Can I do a find duplicates based on sat the first 5 characters?
If so how.

Thanks in advance

georgedwilkinson
09-23-2008, 09:15 AM
This is a difficult problem. There are a couple of tools that can help but there are few perfect solutions.

I personally use a Jaro-Winkler algorithm for exactly your problem. It doesn't give a black/white answer...more shades of grey. It takes a human to evaluate the answer but it definitely culls the results down to a managable level.

You can also look at Soundex(). Same problem, you won't get an exact answer and will have a lot of mis-matches.

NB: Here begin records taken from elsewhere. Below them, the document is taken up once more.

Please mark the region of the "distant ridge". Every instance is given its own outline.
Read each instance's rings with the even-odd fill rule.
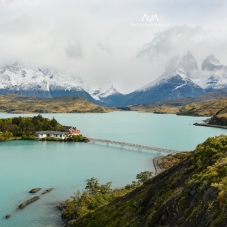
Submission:
[[[0,95],[0,112],[7,113],[107,113],[107,107],[80,97],[34,98],[22,95]]]

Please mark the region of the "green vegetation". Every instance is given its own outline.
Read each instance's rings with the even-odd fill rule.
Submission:
[[[29,139],[29,138],[28,138]],[[61,139],[61,138],[54,138],[54,137],[45,137],[45,138],[41,138],[39,139],[40,141],[60,141],[60,142],[84,142],[87,141],[86,137],[83,137],[82,135],[72,135],[71,137],[65,138],[65,139]]]
[[[66,131],[55,118],[50,120],[43,118],[42,115],[0,119],[0,140],[9,140],[14,137],[21,137],[24,140],[34,140],[35,137],[33,134],[35,131],[45,130]]]
[[[227,226],[227,136],[208,138],[195,151],[177,159],[181,161],[135,189],[118,189],[127,188],[127,194],[110,200],[103,201],[105,193],[101,193],[96,179],[88,180],[85,192],[68,201],[68,226]],[[138,177],[144,179],[143,174]],[[106,187],[106,195],[110,195],[109,185]],[[101,197],[94,199],[94,195]],[[75,204],[86,205],[78,205],[78,211]]]
[[[98,106],[84,98],[31,98],[22,95],[0,95],[0,112],[7,113],[106,113],[107,107]]]
[[[87,214],[92,214],[96,209],[140,187],[150,179],[151,176],[152,173],[149,171],[137,174],[136,178],[138,181],[133,181],[133,186],[126,186],[120,189],[111,189],[112,182],[100,185],[98,180],[94,177],[87,179],[85,181],[85,190],[77,191],[75,195],[71,197],[71,200],[65,202],[66,209],[62,213],[62,218],[66,220],[77,220]]]
[[[13,133],[12,132],[0,132],[0,141],[4,140],[10,140],[13,138]]]
[[[185,158],[187,158],[190,155],[189,152],[181,152],[177,153],[175,155],[168,154],[167,156],[164,156],[161,159],[161,167],[162,169],[169,169],[173,165],[179,164],[182,162]]]

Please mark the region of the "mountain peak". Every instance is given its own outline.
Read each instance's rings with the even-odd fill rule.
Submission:
[[[183,68],[185,73],[189,76],[193,71],[199,70],[197,61],[194,56],[188,51],[180,60],[179,68]]]
[[[202,70],[207,70],[207,71],[216,71],[219,70],[223,67],[224,65],[222,65],[220,63],[219,60],[217,60],[213,54],[211,54],[210,56],[206,57],[203,60],[202,63]]]
[[[108,81],[107,84],[91,91],[90,94],[94,99],[100,100],[102,98],[107,98],[110,95],[120,94],[120,92],[117,91],[111,81]]]
[[[27,67],[23,64],[21,64],[20,62],[16,61],[12,64],[8,64],[4,67],[4,69],[8,69],[9,71],[20,71],[20,70],[23,70],[23,69],[26,69]]]
[[[190,75],[194,71],[198,71],[199,68],[197,66],[197,61],[193,57],[190,51],[188,51],[182,58],[173,57],[165,67],[165,72],[158,77],[156,80],[152,81],[151,83],[139,88],[138,92],[146,91],[151,89],[152,87],[169,81],[171,78],[174,77],[181,77],[182,81],[187,81],[192,83],[190,79]]]

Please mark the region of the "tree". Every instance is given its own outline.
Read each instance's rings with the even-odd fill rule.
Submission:
[[[99,187],[99,191],[101,194],[106,194],[106,193],[109,193],[111,192],[111,184],[112,182],[107,182],[106,184],[103,184],[103,185],[100,185]]]
[[[50,125],[51,125],[54,129],[57,128],[58,122],[56,121],[56,119],[55,119],[54,117],[51,119]]]
[[[152,174],[153,173],[150,171],[144,171],[144,172],[138,173],[136,175],[136,179],[140,183],[145,183],[146,181],[148,181],[151,178]]]
[[[85,180],[87,183],[85,189],[89,192],[89,194],[94,195],[99,191],[99,182],[96,178],[92,177],[91,179]]]
[[[13,133],[12,132],[3,132],[0,133],[0,140],[7,140],[13,137]]]

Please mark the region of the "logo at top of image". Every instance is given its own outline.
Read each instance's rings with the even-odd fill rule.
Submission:
[[[158,16],[156,14],[151,15],[151,16],[144,14],[141,21],[142,22],[144,22],[144,21],[145,22],[154,22],[154,21],[159,21],[159,19],[158,19]]]
[[[166,27],[169,26],[167,23],[163,23],[159,21],[157,14],[143,14],[141,17],[141,21],[137,23],[131,23],[132,27]]]

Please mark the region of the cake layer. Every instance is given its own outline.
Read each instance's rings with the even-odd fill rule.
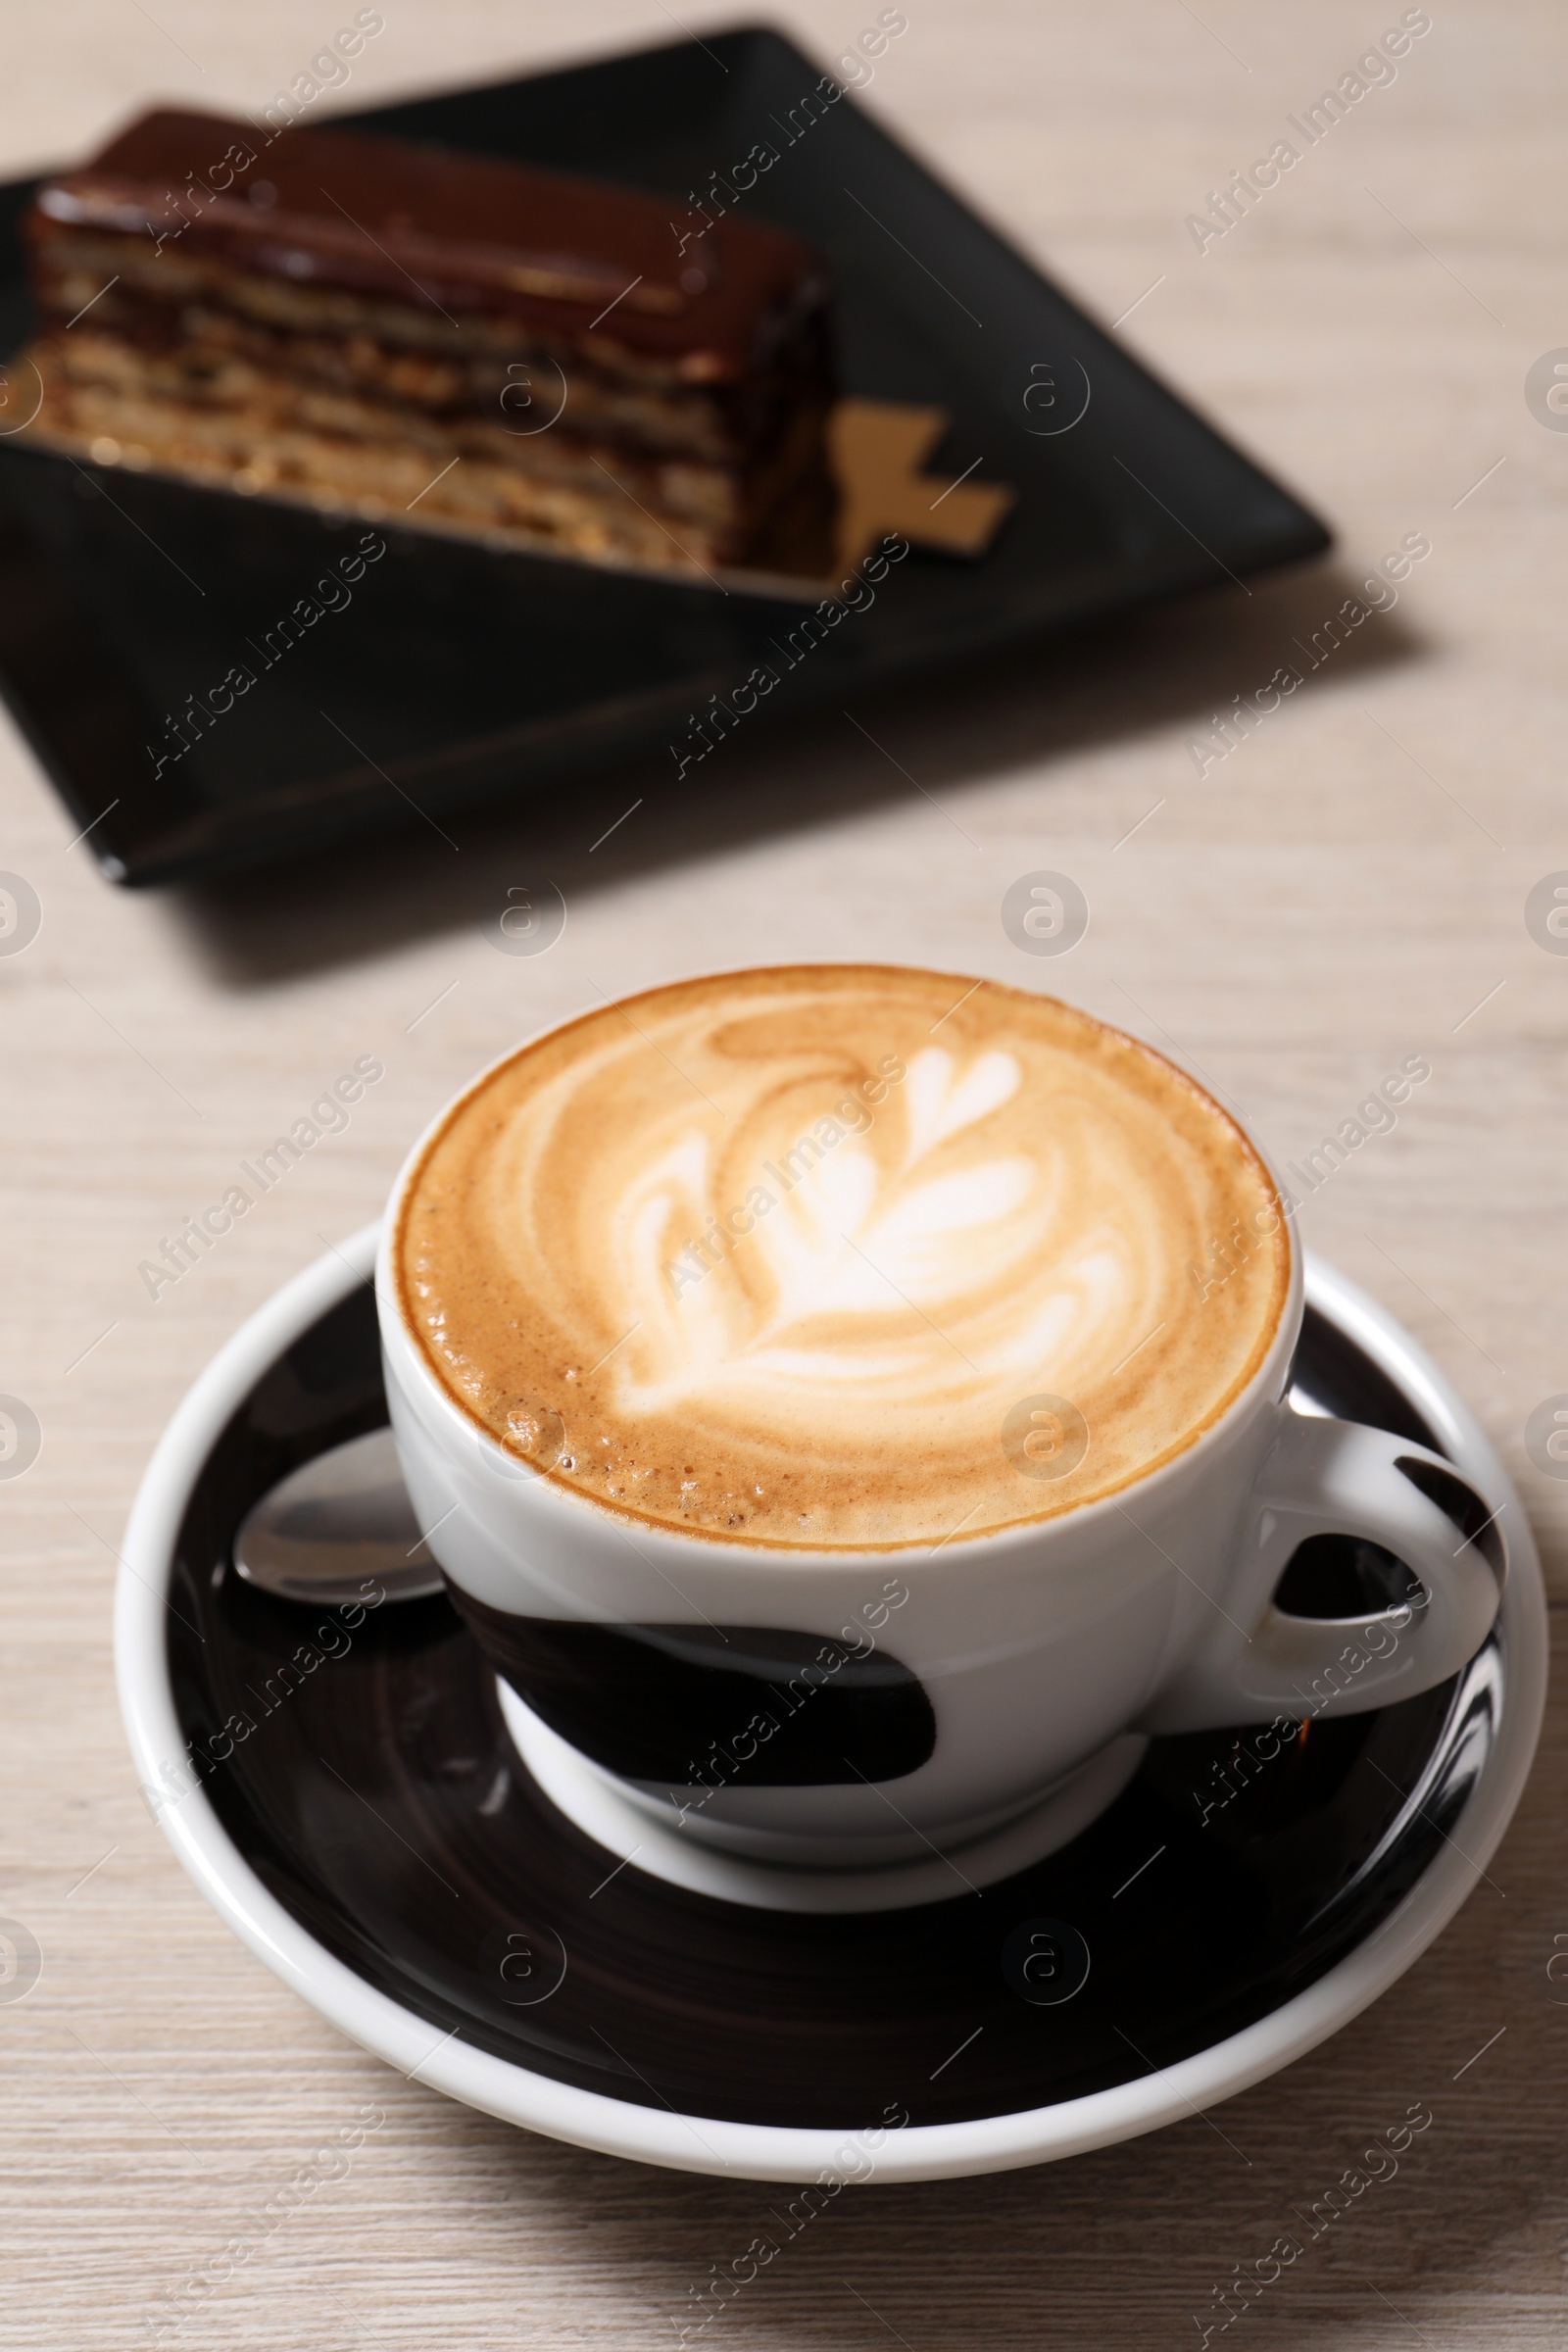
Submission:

You can also compare using left(), which is in the spirit of your proposed solution. It can still give you an inaccurate reading, however.

mkelly
09-23-2008, 09:20 AM
Where would I use the left() command??

SELECT First([union duplicates].name) AS [name Field], Count([union duplicates].name) AS NumberOfDups
FROM [union duplicates]
GROUP BY [union duplicates].name
HAVING (((Count([union duplicates].name))>1));

Thanks

georgedwilkinson
09-23-2008, 09:29 AM
You're not going to be able to do it that way. How would SQL know which of the partial matches to use as [union duplicates].name?

mkelly
09-23-2008, 09:33 AM
If I don't have Jaro or soundex is there any way to do it?

georgedwilkinson
09-23-2008, 09:40 AM
I can provide you with both (just PM me with your personal e-mail address). You'll have to use a different approach, though. They don't work with aggregate functions. Same with left(). This is an insanely difficult problem to overcome using a single standard query.